SPD kann in der GroKo nur verlieren

05.03.2018

Oldenburg Aus Schaden wird man angeblich klug. Dieser Spruch scheint jedoch nicht für die SPD zu gelten, denn deren Mitglieder haben entschieden, dass die Partei erneut eine Große Koalition mit der Union eingehen soll.

Die Wähler hatten den Sozialdemokraten bei der Bundestagswahl 2017 eigentlich deutlich gezeigt, was sie von den Leistungen der Partei in der Regierung hielten. Die SPD fuhr mit Kanzlerkandidat Martin Schulz eine historische Niederlage ein. Seitdem befinden sich die Umfragewerte der einstigen Volkspartei im freien Fall.

Es ist ein Irrglaube, dass sich die SPD in irgendeiner Form in der GroKo profilieren und so wieder das Wählervertrauen zurückgewinnen kann. Denn daraus wird auch dieses Mal nichts. Kanzlerin Angela Merkel gibt erneut den Takt vor – nicht die Genossen.

Die Themen, mit denen die Partei eine klare Kante gegenüber der Union zeigen könnte, hat sie schon in den Sondierungsverhandlungen aus vorauseilendem Gehorsam über Bord geworfen. Stattdessen ordnen sich die Genossen wieder inhaltlich brav unter. Die SPD kann deshalb in einer GroKo nur verlieren.

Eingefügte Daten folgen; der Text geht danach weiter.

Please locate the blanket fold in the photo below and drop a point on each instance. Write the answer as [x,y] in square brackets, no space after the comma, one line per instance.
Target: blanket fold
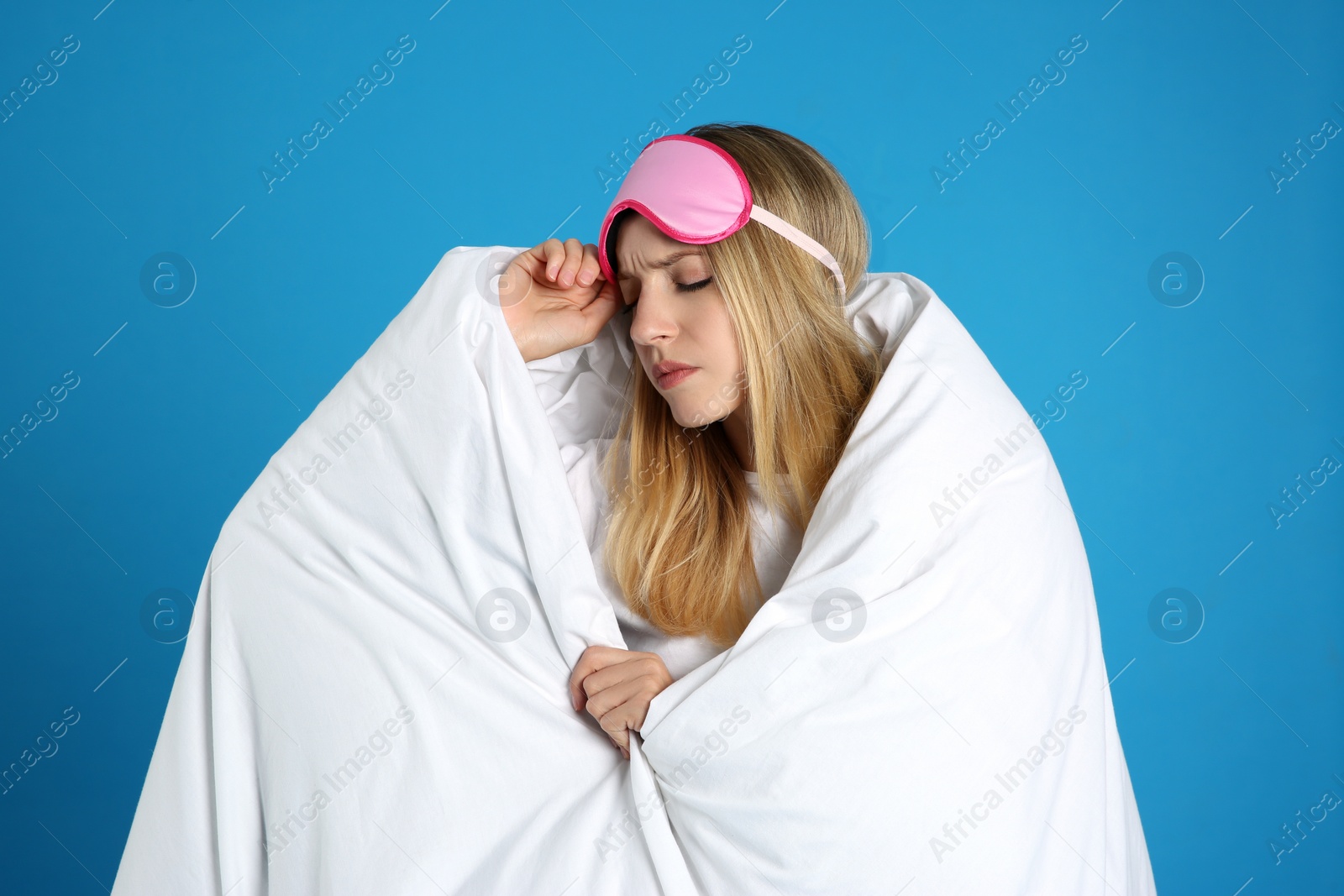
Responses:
[373,692]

Die Wähler werden sich weiter von der Regierungspartei SPD abwenden. In der Opposition hätten die Sozialdemokraten dagegen wieder ihr Profil schärfen können. Sie hätten wieder deutlich machen können, für was und wen sie sich eigentlich einsetzen.

Diese Chance ist bis auf Weiteres vertan. Die Mitglieder der SPD haben sich gegen eine wirkliche Erneuerung entschieden - und damit den Niedergang ihrer Partei nicht aufgehalten, sondern beschleunigt. So kann man das Motto des Mitgliedervotums „Gemeinsam was bewegen“ natürlich auch umsetzen.